Learning from Production Incidents
Note: This was originally posted internally at Walmart, and has since been sanitized for public consumption.
The postmortem process is a tool that we use to better understand failures within our systems. There are two ways to view failures within complex systems: "That failure cost us $250,000" or "The company spent $250,000 to learn this lesson". Taking the second approach, this document aims to outline a process which wrings as much value from that lesson as possible.
There are a few critically important aspects of a postmortem that we'll follow within the company.
Postmortems are meant to be understandable to those without our expertise (those in other internal organizations). The failure modes of complex systems often contain learnings for folks in different domains. We learn a lot about how to prevent failure, for instance, by studying industries that have higher safety requirements (e.g. seat belt manufacturing or aerospace engineers). By making these postmortem understandable to other teams within the company, we've amplified our hard-won learnings so that the entire company can benefit from our investment. Practically speaking, this means referring to your "primary database" rather than "db01" when writing your document.
Postmortems are not tools to blame others. They are a way to drive change in processes and decision making so that we may better serve our customers. To that end, we do not name individuals within postmortems, but reference them by role if necessary. Example of this would be "Operator restarted the Cassandra node to clear up the out of memory issues" or "Operator escalated to director to approve change to production within freeze window".
Postmortems must be timely. There is a real risk to postmortem that linger, because there is a shelf-life on data storage within the company. We don't keep logs and metrics indefinitely, and they have a way of decaying over time (e.g. code changes drift away from logs which makes forensic analysis more difficult or we don't keep metrics around the appropriate granularity). Because of this timeliness concern, we'll complete our postmortem within 1 week of the incident.
Postmortems must be reviewed. This helps us disseminate learnings, but also this outside perspective has a way of uncovering learnings that might have been missed by people close to the problem. To address this, we conduct a regular meeting to read and discuss postmortems within our organization. To ensure that everyone is on the same page during this review process, we'll use a common template across the company. Externally, we can look at this repository, which is similar to the template used within Amazon. This will ensure consistency and ease of following along for those reviewing.
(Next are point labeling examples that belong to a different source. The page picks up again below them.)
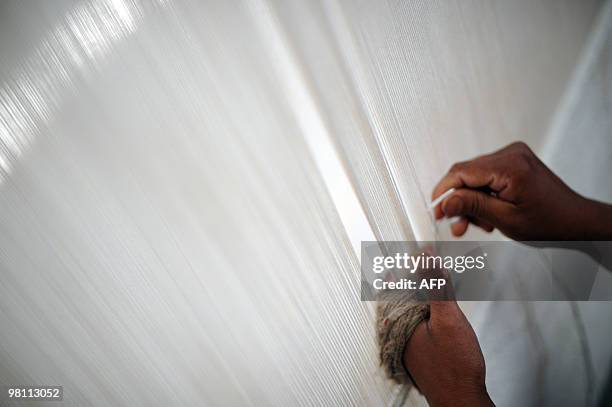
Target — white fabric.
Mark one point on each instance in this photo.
(169, 231)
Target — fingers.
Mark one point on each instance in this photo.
(490, 211)
(485, 172)
(460, 227)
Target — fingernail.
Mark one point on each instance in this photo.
(453, 206)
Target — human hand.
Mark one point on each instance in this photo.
(513, 191)
(444, 358)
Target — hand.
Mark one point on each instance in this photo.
(513, 191)
(444, 359)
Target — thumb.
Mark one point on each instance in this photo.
(468, 202)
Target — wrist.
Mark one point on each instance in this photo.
(593, 221)
(463, 397)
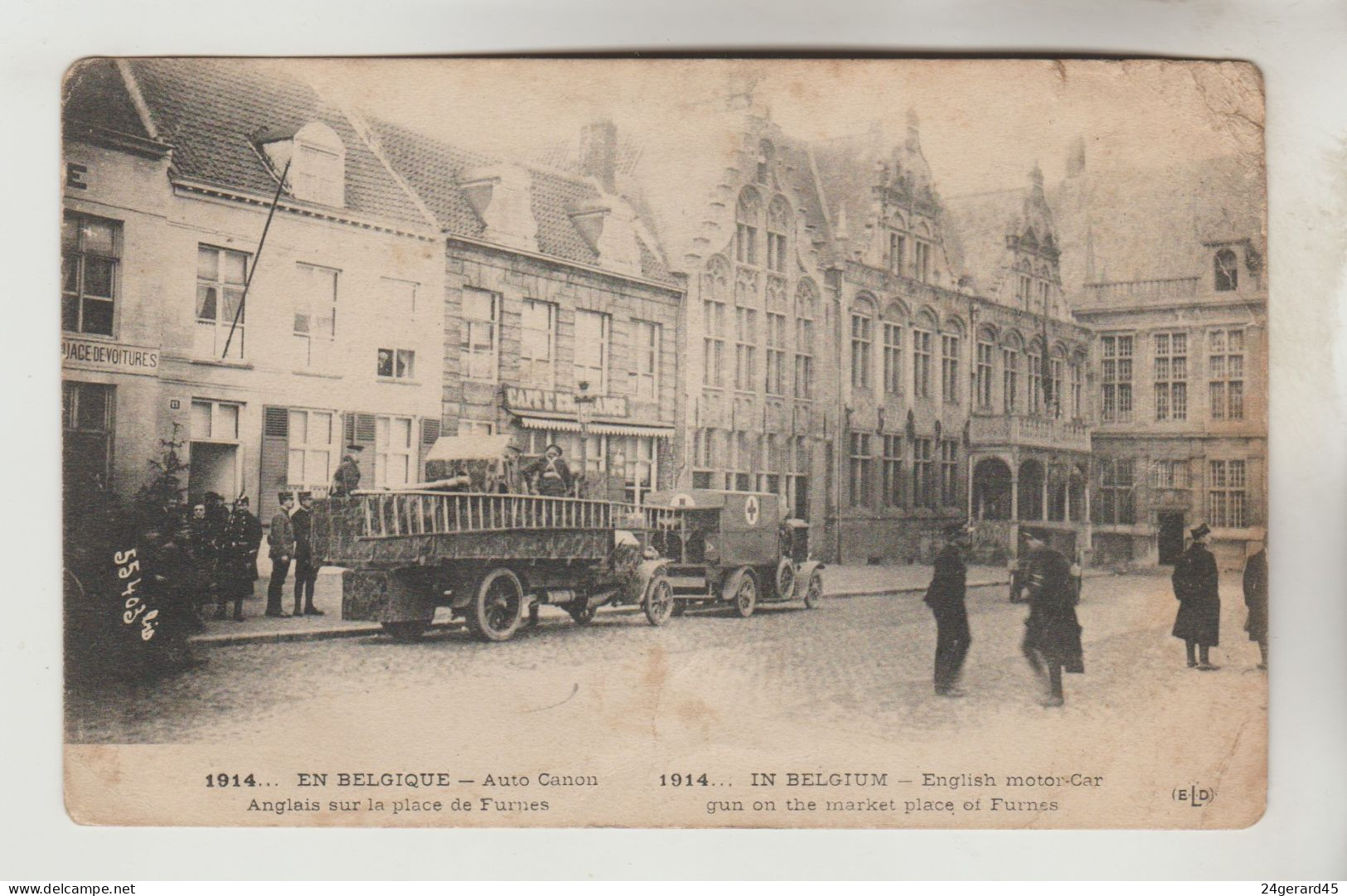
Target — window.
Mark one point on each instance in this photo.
(1009, 380)
(221, 277)
(1226, 495)
(745, 360)
(982, 383)
(538, 342)
(1226, 374)
(747, 228)
(480, 334)
(892, 472)
(646, 363)
(894, 359)
(1226, 271)
(312, 448)
(1170, 376)
(86, 434)
(922, 364)
(862, 334)
(394, 464)
(316, 312)
(860, 469)
(1113, 497)
(923, 475)
(775, 353)
(950, 472)
(922, 260)
(1170, 475)
(1116, 379)
(950, 370)
(592, 333)
(898, 252)
(90, 254)
(396, 364)
(215, 420)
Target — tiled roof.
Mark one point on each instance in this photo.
(434, 170)
(94, 93)
(215, 111)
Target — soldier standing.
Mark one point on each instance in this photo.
(306, 568)
(944, 596)
(1195, 581)
(282, 542)
(1051, 632)
(239, 558)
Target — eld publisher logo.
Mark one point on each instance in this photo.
(1195, 795)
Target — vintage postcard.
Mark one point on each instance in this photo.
(664, 442)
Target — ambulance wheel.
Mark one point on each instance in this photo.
(814, 594)
(745, 594)
(496, 612)
(405, 631)
(659, 601)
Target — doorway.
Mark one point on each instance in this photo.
(1170, 536)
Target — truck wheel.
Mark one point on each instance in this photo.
(659, 601)
(814, 594)
(405, 631)
(496, 612)
(745, 594)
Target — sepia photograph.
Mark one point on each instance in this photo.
(683, 442)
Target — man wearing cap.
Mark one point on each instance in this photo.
(346, 478)
(944, 596)
(306, 570)
(1198, 622)
(1051, 632)
(237, 558)
(550, 473)
(282, 540)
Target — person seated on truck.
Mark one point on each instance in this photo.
(550, 473)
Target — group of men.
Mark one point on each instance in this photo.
(1051, 640)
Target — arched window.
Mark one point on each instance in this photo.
(1228, 271)
(748, 221)
(806, 308)
(778, 225)
(715, 284)
(862, 341)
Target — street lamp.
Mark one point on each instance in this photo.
(582, 402)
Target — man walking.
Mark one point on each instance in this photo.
(1195, 581)
(1256, 598)
(239, 558)
(282, 540)
(1051, 632)
(944, 597)
(306, 568)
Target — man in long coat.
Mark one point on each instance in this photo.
(1256, 598)
(944, 597)
(239, 558)
(1195, 581)
(1051, 632)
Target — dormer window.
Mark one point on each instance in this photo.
(1228, 271)
(317, 162)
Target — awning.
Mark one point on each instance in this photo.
(558, 424)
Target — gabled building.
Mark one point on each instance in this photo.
(172, 169)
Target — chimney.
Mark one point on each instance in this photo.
(598, 153)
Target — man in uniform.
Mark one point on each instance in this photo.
(1051, 632)
(1256, 598)
(239, 558)
(306, 566)
(346, 478)
(1195, 581)
(550, 473)
(282, 540)
(944, 597)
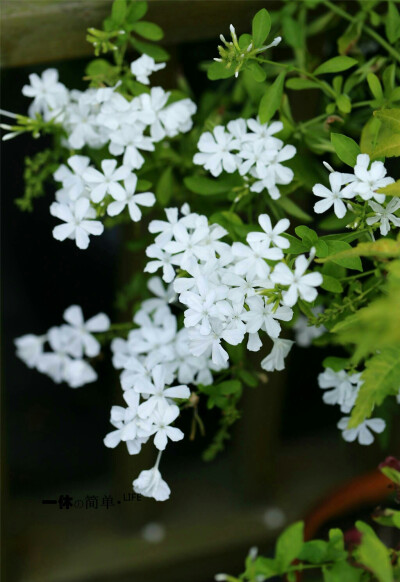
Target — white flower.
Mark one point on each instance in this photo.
(54, 363)
(251, 259)
(333, 197)
(132, 200)
(264, 132)
(262, 315)
(202, 305)
(165, 228)
(345, 388)
(30, 348)
(276, 359)
(107, 181)
(159, 393)
(161, 426)
(143, 67)
(177, 117)
(215, 151)
(299, 284)
(152, 105)
(79, 222)
(384, 215)
(73, 182)
(46, 91)
(270, 235)
(78, 372)
(362, 432)
(83, 341)
(305, 334)
(163, 259)
(151, 484)
(368, 182)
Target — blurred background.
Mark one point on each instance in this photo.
(285, 453)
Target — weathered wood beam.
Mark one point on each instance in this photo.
(44, 31)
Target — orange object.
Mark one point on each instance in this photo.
(369, 488)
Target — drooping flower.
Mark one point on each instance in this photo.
(363, 433)
(300, 284)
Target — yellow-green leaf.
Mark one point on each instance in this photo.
(380, 379)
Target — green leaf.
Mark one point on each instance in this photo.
(346, 148)
(257, 71)
(272, 98)
(210, 186)
(335, 65)
(349, 38)
(292, 32)
(380, 379)
(154, 51)
(331, 284)
(308, 235)
(344, 103)
(334, 363)
(341, 572)
(338, 250)
(298, 84)
(369, 136)
(375, 86)
(388, 517)
(164, 187)
(388, 141)
(373, 554)
(382, 248)
(218, 71)
(265, 567)
(148, 30)
(136, 11)
(313, 551)
(260, 27)
(293, 209)
(288, 545)
(391, 474)
(392, 26)
(118, 11)
(248, 378)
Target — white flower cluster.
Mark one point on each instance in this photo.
(364, 183)
(69, 343)
(96, 118)
(231, 290)
(252, 149)
(153, 357)
(343, 391)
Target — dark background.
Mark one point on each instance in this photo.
(52, 434)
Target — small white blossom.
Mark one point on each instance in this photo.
(143, 67)
(384, 215)
(216, 151)
(151, 484)
(368, 181)
(333, 197)
(300, 284)
(107, 181)
(131, 200)
(363, 433)
(276, 359)
(79, 223)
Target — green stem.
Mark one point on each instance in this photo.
(324, 86)
(367, 29)
(359, 275)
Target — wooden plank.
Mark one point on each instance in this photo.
(43, 31)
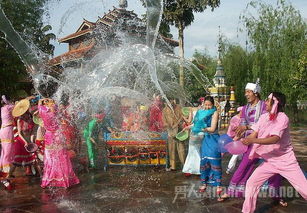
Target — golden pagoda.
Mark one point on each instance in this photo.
(220, 91)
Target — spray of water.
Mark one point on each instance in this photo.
(135, 69)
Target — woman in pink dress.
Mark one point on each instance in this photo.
(155, 115)
(6, 135)
(58, 170)
(271, 141)
(25, 127)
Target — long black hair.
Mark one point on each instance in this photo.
(7, 98)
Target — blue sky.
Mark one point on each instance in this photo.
(67, 15)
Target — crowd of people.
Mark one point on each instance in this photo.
(261, 125)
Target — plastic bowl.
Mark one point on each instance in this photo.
(185, 111)
(31, 147)
(182, 136)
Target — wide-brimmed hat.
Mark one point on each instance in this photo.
(21, 107)
(37, 119)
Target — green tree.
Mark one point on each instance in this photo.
(206, 65)
(180, 14)
(277, 35)
(237, 64)
(27, 19)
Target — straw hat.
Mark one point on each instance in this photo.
(21, 107)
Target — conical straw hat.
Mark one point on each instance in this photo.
(21, 107)
(37, 120)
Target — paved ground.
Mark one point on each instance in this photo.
(138, 190)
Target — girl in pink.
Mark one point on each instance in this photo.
(271, 139)
(6, 135)
(58, 170)
(234, 123)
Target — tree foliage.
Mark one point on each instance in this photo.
(278, 38)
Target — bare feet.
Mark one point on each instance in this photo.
(223, 198)
(202, 188)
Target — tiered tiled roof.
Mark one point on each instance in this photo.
(106, 23)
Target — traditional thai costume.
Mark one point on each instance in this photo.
(211, 161)
(279, 159)
(192, 162)
(58, 170)
(7, 138)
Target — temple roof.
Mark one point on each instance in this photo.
(108, 21)
(71, 55)
(219, 69)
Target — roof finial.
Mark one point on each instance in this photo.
(220, 44)
(123, 4)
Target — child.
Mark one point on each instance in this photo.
(234, 123)
(271, 139)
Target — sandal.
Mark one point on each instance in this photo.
(202, 188)
(283, 203)
(223, 197)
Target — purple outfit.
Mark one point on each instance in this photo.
(249, 116)
(7, 138)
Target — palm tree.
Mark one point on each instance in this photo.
(181, 14)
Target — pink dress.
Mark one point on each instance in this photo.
(22, 157)
(278, 158)
(234, 123)
(58, 170)
(7, 138)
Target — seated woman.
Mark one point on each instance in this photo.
(271, 139)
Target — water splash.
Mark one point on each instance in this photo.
(132, 70)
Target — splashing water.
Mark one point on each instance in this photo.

Postmortems must have action items. We put in a lot of effort to uncover root causes and identify resolutions. This value is lost, however, if we are not accountable to ourselves to when this work needs done. To this end, each action item the team finds will require a due date which is set by the team. Teams will be notified as they near these deadlines. We will escalate deadline misses to management so that they may help teams make the necessary time to prevent these issues from happening in the future.